The real tasting and best part continued one floor down – without goggles – where in addition we were presented with the 2008 Brut Millesime, the traditional blend of Pinot Noir Pinot Meunier and Chardonnay, and the 2006 Grand Cru Blanc de Blancs. In the champagne bar, all previously tasted champagnes tasted so much better. A second and third tasting confirmed the excellence of the 2006 Palmes d’Or that indeed deserves a golden palm leaf for its great taste.
Introducing very vivid imagery during the champagne tasting, or any other tasting for that matter, will inevitably distract consumers from the gustatory (taste) and olfactory (smell) senses and should be carefully planned and executed. The representative of Nicolas Feuillatte later also confirmed this was the first virtual reality tasting in the world: “We wanted to try something different.”
While I truly believe that there is a place for virtual reality in presentations, the VR enhanced champagne tasting would not be my first choice. Instead, some visitors voiced the opinion that they would prefer to see the vineyard and the journey of the champagne they were about to drink. This would allow customers to feel more engaged and invested in the brand and the ethos.
Nicolas Feuillatte Champagne was founded in 1976 in the heart of the Côte des Blancs and is the youngest of the large Champagne houses. It is also the biggest growers’ brand, with about 4,500 contributors. Grower Champagnes are wines produced by the same estate that owns the vineyards from which the grapes come. Some of the big houses buy grapes from other parts of the region.
According to French law, brut champagne must spend a minimum of 15 months in the cellar, with at least three years for vintage champagne. Nicolas Feuillatte has extended the cellaring process to obtain extra finesse. Their brut champagnes spend three years in the cellar, and vintage champagnes age for at least four years. Ikon London Magazine was told on the day the Palmes d’Or collection is sometimes aged for eight to 10 years.

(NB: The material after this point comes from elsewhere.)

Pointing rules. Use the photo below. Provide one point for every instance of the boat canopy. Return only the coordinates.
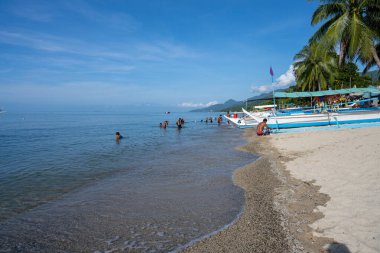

Now, Nicolas Feuillatte is the best-selling champagne brand in France and third overall in the world. And while some luxury fashion brands had very good feedback from VR presentations of catwalks and new collections, champagne is a different kind of luxury product. It is respected for the laborious production process and fine taste. Consumers pay a premium for champagne, happy to invest in the history of the brand and its ethos. For champagne lovers, the experience of virtually visiting the place of origin would be the biggest and most meaningful experience, especially in lands far removed from Europe.